PBS details path of ballet’s artistic director
Published 12:00 am Wednesday, April 29, 2015
- Courtesy PBS via Tribune News ServiceHee Seo, Cory Stearns and Joseph Gorak are members of the American Ballet Theatre, celebrating its 75th anniversary this year. PBS will air a documentary on ABT on May 15.
PASADENA, Calif. — When Kevin McKenzie was 18, he found himself dancing with prima ballerina Dame Margot Fonteyn. While he was just one of the cavaliers, it was a coup for the young man who had goofed up his tap-dancing class when he was in the seventh grade.
It was one long leap that led McKenzie to where he is today: artistic director of the American Ballet Theatre. But it didn’t begin fortuitously. His father was in the meat packing business, and McKenzie was the youngest of 11 children.
“We were not well off, and my journey was a little like the ‘Billy Elliot’ story,” he says.
“I had a friend … who was going on and on about these tap-dance lessons, how much fun they were. And my father overheard us talking, and he said, ‘You should go to your friend’s tap dance class. Who knows, you could be the next Fred Astaire.’”
Two months later his dad asked how he was doing. “I was not very coordinated. So he said, ‘You should go to your sister’s ballet class. Football players take ballet. You could be a good tap dancer.’” But in his prepubescent state, McKenzie says, he couldn’t face entering a room full of girls in tights. “I just couldn’t do it.”
So his parents arranged three private lessons for him and his sister. “After three lessons I was hooked. I was fine. I started to give up the basketball team, the acrobatic class and the tap class — which was a turning point for my father because ballet wasn’t his quote-unquote cup of tea,” he grins.
Their dance teacher approached his parents and told them that both children were talented, and that they needed a more expert instructor than someone from the suburbs of Burlington, Vermont.
“So they arranged to have both of us evaluated and went looking for a school to send us, and we ended up at the Washington School of Ballet at ages 12 and 13 or 13 and 14. I think my parents saw a way out for us.”
Although his sister quit professional ballet after six months, that marked the beginning of McKenzie’s soaring career. He went on to become a leading dancer with the Joffrey Ballet and the National Ballet of Washington, later becoming a soloist with the American Ballet Theatre, which is celebrating its 75th anniversary this year.
To commemorate that event, PBS’s “American Masters” is presenting the documentary “American Ballet Theatre: a History” on May 15. McKenzie is a pivotal part of the film: He has been artistic director of the company for 23 years.
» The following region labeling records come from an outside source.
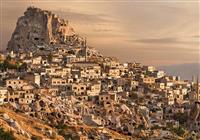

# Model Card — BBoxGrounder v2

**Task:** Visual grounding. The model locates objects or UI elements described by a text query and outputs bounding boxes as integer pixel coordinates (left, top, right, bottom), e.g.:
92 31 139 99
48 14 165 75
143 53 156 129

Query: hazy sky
0 0 200 66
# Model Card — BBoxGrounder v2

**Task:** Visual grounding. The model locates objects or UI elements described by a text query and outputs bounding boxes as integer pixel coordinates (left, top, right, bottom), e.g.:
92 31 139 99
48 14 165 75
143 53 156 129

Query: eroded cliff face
7 7 83 52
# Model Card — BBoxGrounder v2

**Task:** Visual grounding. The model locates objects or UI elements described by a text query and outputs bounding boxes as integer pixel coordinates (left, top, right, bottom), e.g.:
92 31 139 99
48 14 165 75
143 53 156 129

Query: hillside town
0 7 200 140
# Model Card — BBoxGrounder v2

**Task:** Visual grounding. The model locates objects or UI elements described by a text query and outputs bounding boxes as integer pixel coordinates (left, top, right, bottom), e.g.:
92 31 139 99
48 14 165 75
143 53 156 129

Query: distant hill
158 63 200 80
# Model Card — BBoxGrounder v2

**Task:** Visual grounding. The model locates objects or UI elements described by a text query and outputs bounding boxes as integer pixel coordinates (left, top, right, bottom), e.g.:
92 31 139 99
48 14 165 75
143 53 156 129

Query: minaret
84 38 87 62
196 75 199 102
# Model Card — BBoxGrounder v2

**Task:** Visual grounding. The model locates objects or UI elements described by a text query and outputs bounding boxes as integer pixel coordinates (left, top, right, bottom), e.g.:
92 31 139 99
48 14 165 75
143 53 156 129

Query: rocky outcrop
7 7 84 52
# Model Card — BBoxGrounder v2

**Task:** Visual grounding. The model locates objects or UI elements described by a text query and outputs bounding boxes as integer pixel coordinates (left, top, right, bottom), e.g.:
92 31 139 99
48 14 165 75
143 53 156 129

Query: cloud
128 37 199 44
53 9 113 24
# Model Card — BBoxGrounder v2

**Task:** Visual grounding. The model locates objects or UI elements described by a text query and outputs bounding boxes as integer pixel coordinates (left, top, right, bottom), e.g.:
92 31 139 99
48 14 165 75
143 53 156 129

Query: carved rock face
7 7 82 52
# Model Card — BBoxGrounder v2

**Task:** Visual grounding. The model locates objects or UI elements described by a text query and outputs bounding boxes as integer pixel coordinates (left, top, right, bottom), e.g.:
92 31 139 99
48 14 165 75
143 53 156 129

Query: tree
0 127 15 140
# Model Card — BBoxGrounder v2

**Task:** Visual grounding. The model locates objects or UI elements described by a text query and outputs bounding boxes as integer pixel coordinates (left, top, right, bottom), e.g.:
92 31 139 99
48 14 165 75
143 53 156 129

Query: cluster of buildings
0 45 200 139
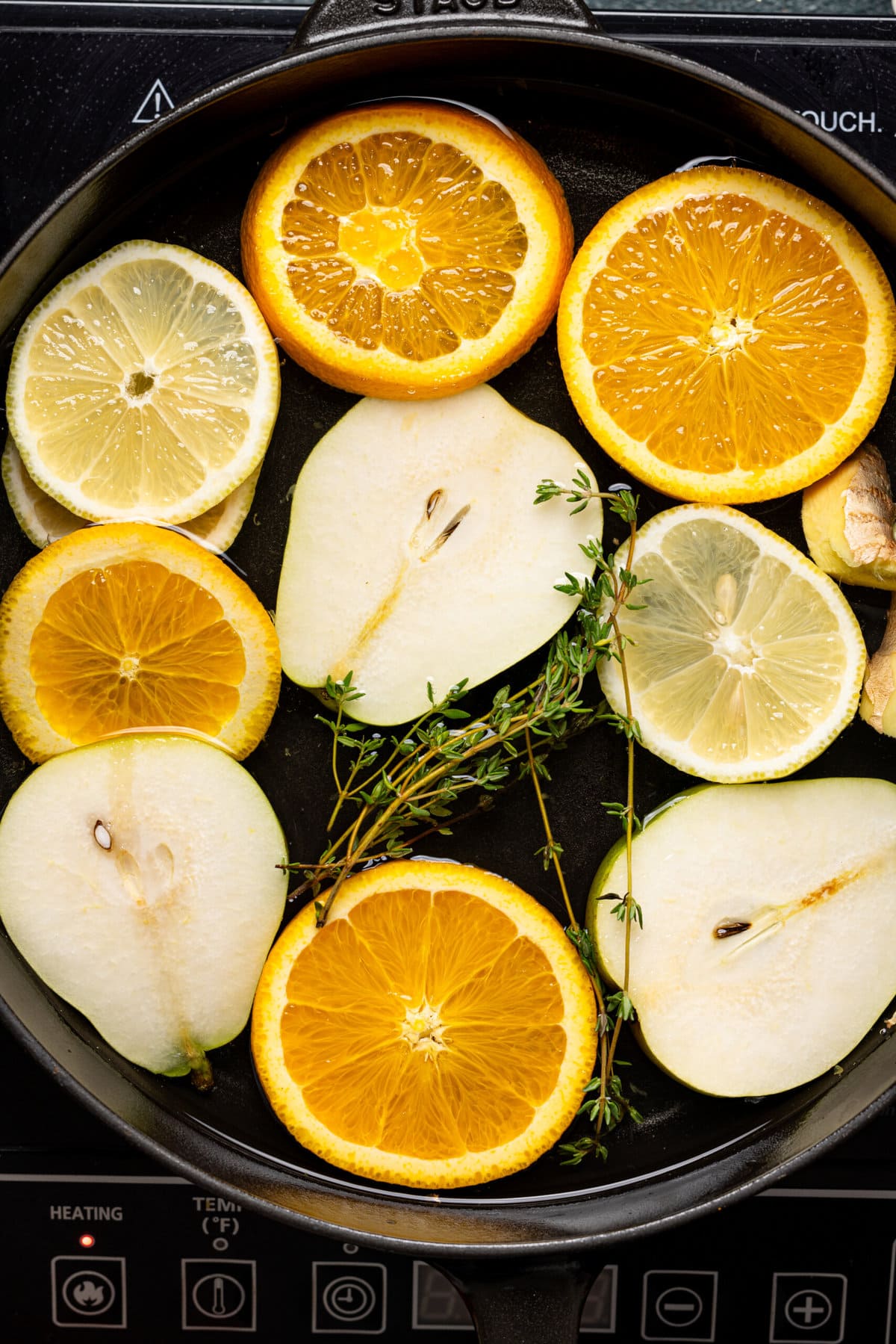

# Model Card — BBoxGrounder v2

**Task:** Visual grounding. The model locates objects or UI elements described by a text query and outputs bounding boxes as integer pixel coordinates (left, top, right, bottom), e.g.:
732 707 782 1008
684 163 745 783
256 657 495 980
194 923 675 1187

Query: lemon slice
7 242 279 523
0 438 261 551
252 859 597 1189
600 504 866 784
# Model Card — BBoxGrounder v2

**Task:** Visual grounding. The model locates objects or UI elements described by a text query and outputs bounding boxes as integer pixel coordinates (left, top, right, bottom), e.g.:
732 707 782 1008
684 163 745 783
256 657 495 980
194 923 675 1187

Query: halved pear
0 735 287 1086
276 387 602 725
587 779 896 1097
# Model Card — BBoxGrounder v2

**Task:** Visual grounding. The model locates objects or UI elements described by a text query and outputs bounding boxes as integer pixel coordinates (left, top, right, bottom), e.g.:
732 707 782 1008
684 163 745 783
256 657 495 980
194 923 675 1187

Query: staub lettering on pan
372 0 523 19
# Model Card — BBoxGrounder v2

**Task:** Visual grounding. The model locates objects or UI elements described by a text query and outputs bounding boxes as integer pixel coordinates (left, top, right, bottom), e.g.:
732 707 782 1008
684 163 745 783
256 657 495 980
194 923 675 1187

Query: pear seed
93 821 111 849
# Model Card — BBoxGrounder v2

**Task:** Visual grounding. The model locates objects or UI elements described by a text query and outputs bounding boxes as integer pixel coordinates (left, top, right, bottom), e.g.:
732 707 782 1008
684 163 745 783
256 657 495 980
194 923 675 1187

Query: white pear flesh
0 735 287 1075
276 385 602 725
588 778 896 1097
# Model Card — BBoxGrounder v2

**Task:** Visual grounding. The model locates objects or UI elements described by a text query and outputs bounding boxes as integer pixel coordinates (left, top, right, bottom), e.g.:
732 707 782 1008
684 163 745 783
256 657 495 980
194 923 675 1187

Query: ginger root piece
859 592 896 738
802 444 896 589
But forsaking his tights for a worsted suit was not easy. “The transition from dancer to artistic director was a very tumultuous time,” he says.
“When I joined as director, the company was on its knees. It was in such dire financial straits that it was ready to close, and I was the go-to guy of last resort.
“So it came down on me, and I was convinced to do it because I had nothing to lose. I had no reputation as an administrator or artistic director or anything. I had a wonderful reputation as a performing artist, but there was a plea like, ‘No one will blame you if you fail because you’ll go down fighting.’”
He made it clear that he didn’t want to be hustling funds, nor would he settle for a desk job. “For me it needed to be about the artistic planning, about the hiring, firing of the artist. It needed to be about coaching and teaching and, at that time when I joined, about choreographing.”
When he was 35 and working with the nation’s top ballerinas, McKenzie became very ill with ulcerative colitis. In fact, he’d had a terrible bout 20 years earlier. It returned with a vengeance. He lost 35 pounds and had to miss a season and a half.
“I had in my mind that I was going to dance till I was 40 because I had the facility and had access to incredible training. So don’t waste it. I didn’t quit. I said to myself, ‘You have to come back to a place of good health and good condition and make your decision from there.’”
It was then that he decided to concentrate on choreographing. But when he was offered the artistic director’s position at the ABT, he knew he’d have to sacrifice the choreography.
“That was the single biggest heartache,” he says, nodding, his leather jacket squeaking as he moves. “I had so completely envisioned what my process for choreographing and living out that creative life (would be), because it’s entirely creative.”
To this day, McKenzie feels that his childhood fortified him for the job. “I think that the amalgam of growing up in such a large family where there wasn’t time for any acting out or any ego. It was like, ‘OK, everybody, we all have to get through this day. And at the end of it, the beds have to be made, the dishes have to be done, and la-da-da-da-da-da. And I’m not doing it alone, we’re all doing it.’ It was organized chaos, and that’s what I do now.”